Several things need to be considered before trying this stunt.
- MARKET STRUCTURE
- India is itself a massive source of passengers. Unlike the US, domestic transit flights are rare and expensive, meaning that the only options that airlines have are direct flights.
- Most of the inbound flights are of Indians with a smatter of foreign tourists which are a fraction of the net passenger flow between India and the world.
- COMMERCIALIZATION BOTTLENECKS
- We are a huge country with limited surveillance capabilities. Singapore, Netherlands, UAE, etc have small territories and stringent systems in place to monitor people's flows, thereby they have processes in place to ensure that those passengers stopping in their country are only for layover tourism. We cannot afford to do that.
- What incentive do we provide for passengers if they cannot have a 3/4-day stop-and-visit model?
- INFRASTRUCTURE - physical and fiscal
- Indian tax system does not help the cause of duty-free shopping unlike Dubai or Singapore or Hong Kong. Regulations will have to be tweaked to ensure that passengers in transit can buy absolutely duty-free products to their hearts' content - including fancy stuff like electronics, cellphones, etc. so that more airlines are motivated to encourage layover flights through India.
- The physical infrastructure has terminals designed to get passengers from check-in to the boarding gates with limited thoughts on what to do with transit passengers.
- I have transited via Delhi, Hyderabad and a few other airports while being on long tours overseas before and despite the architectural beauty there is nothing for a foreigner to do.
- To have a critical transit passenger base, we need a massive entertainment-f&b zone. That means someone having a 4-to-8-hour layover needs to have things to do. Lounges, movie halls, pubs, kids' entertainment facilities, and lots of shopping options. The top 6 airports in India are not designed for that kind of layover.
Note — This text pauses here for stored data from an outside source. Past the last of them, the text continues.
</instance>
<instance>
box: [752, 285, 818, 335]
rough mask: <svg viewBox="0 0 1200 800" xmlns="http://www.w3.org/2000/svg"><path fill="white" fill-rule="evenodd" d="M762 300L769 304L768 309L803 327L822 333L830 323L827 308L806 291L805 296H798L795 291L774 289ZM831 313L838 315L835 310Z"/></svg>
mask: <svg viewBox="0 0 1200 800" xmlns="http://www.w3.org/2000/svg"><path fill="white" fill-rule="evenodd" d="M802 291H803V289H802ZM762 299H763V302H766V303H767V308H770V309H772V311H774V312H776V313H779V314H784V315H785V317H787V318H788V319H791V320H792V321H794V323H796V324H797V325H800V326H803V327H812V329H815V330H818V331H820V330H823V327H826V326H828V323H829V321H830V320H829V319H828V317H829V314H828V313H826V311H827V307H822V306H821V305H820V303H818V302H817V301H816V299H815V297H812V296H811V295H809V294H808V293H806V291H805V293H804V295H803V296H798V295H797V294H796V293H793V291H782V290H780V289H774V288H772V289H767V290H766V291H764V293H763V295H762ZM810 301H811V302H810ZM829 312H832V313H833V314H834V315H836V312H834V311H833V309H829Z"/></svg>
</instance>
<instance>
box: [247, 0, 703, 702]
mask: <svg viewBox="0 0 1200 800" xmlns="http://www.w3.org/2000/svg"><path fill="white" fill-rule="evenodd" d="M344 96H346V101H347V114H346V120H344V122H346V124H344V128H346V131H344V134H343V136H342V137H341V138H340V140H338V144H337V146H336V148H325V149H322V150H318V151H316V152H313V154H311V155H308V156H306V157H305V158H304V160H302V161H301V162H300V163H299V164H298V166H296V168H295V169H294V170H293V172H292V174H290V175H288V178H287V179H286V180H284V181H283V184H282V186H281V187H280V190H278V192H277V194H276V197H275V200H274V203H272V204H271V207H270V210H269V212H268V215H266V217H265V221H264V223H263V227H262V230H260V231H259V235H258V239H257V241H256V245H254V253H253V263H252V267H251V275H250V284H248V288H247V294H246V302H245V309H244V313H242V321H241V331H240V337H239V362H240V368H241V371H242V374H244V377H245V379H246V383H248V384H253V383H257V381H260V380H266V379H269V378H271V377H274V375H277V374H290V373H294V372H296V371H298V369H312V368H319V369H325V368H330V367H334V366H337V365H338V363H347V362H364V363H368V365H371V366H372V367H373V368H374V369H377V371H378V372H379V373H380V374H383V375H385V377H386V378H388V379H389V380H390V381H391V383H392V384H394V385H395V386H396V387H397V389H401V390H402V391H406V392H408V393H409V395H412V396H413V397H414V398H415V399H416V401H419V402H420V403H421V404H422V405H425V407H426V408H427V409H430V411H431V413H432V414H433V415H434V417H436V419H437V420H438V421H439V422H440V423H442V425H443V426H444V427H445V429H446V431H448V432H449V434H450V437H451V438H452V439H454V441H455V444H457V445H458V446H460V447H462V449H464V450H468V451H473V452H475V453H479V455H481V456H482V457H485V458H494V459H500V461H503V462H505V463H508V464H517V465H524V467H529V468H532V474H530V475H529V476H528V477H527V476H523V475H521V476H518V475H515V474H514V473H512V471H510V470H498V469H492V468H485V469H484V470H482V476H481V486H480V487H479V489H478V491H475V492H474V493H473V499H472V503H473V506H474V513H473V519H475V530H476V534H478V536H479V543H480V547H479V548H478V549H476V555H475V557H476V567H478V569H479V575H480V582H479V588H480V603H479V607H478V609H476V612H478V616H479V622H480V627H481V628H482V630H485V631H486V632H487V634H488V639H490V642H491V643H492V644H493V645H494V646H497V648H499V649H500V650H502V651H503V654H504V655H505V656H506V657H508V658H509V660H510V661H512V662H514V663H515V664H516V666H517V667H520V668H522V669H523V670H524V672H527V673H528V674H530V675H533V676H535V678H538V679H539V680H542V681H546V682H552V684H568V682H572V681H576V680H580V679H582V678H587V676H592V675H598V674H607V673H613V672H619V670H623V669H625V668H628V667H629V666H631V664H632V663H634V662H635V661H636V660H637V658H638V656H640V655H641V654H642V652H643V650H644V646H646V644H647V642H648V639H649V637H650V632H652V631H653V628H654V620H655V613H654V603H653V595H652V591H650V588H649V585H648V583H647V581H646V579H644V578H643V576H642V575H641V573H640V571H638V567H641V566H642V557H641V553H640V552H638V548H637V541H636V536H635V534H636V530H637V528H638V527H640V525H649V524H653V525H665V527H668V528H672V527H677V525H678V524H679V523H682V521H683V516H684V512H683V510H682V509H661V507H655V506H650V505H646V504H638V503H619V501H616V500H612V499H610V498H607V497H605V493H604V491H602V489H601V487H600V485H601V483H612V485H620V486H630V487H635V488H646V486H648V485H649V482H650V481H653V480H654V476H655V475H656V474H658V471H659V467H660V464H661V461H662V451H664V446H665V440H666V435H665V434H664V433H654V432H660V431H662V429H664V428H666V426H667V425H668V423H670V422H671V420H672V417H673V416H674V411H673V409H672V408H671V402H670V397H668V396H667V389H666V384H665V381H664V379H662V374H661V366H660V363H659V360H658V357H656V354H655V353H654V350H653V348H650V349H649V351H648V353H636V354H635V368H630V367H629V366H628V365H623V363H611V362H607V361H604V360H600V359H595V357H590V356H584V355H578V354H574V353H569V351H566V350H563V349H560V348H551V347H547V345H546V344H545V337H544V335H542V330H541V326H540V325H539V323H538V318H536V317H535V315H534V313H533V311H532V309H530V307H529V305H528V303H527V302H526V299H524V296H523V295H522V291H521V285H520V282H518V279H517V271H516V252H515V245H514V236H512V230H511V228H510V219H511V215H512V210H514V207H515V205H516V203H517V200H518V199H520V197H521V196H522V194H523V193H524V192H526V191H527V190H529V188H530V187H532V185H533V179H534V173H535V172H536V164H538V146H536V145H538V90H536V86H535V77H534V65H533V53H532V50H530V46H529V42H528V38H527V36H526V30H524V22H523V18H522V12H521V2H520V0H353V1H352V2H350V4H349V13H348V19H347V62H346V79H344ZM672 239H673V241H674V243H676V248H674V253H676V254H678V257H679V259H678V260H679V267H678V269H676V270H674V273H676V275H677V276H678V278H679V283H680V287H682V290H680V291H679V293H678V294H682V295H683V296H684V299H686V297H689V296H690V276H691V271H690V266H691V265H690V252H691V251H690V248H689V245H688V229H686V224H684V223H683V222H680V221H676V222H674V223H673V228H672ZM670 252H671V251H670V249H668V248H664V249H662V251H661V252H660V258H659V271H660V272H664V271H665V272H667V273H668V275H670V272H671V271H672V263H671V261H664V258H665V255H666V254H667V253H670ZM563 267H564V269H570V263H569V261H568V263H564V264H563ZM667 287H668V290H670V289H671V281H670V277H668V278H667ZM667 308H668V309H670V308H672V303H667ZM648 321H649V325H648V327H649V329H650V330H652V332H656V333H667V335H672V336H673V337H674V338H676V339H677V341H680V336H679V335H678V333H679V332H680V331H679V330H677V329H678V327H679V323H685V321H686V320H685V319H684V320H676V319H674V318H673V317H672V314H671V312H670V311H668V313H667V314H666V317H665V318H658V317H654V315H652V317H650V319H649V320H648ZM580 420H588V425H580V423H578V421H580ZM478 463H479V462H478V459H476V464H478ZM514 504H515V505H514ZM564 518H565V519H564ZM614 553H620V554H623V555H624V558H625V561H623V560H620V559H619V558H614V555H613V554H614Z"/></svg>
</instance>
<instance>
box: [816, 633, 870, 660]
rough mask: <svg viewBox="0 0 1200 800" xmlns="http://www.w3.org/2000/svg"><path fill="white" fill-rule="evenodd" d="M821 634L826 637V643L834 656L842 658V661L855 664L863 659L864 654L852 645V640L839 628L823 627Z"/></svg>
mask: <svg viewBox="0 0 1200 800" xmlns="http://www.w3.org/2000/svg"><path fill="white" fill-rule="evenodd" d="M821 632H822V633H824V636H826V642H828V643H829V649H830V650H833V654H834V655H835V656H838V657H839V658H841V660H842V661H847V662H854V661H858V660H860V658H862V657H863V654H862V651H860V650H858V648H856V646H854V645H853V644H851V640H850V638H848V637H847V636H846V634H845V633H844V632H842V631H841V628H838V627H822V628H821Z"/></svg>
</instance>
The closest airport to smart and efficient commercialization model is Kochi airport. It is small, efficient, and promotes local culture and products like no other Indian airport. But then again, this is only available at the departures since the airport's economics are deisgned for OD markets.
If our airports can combine the fiscal and physical transit architecture of Singapore Changi airport and bring the ingenous promotion strategy of Kochi airport across India, we will be an unstoppable force. If we start this today, it would start bearing results in another 5-8 years.
Hub-and-spoke model has limited business opportunities in India, since we are designed to be either a source market or a destination market.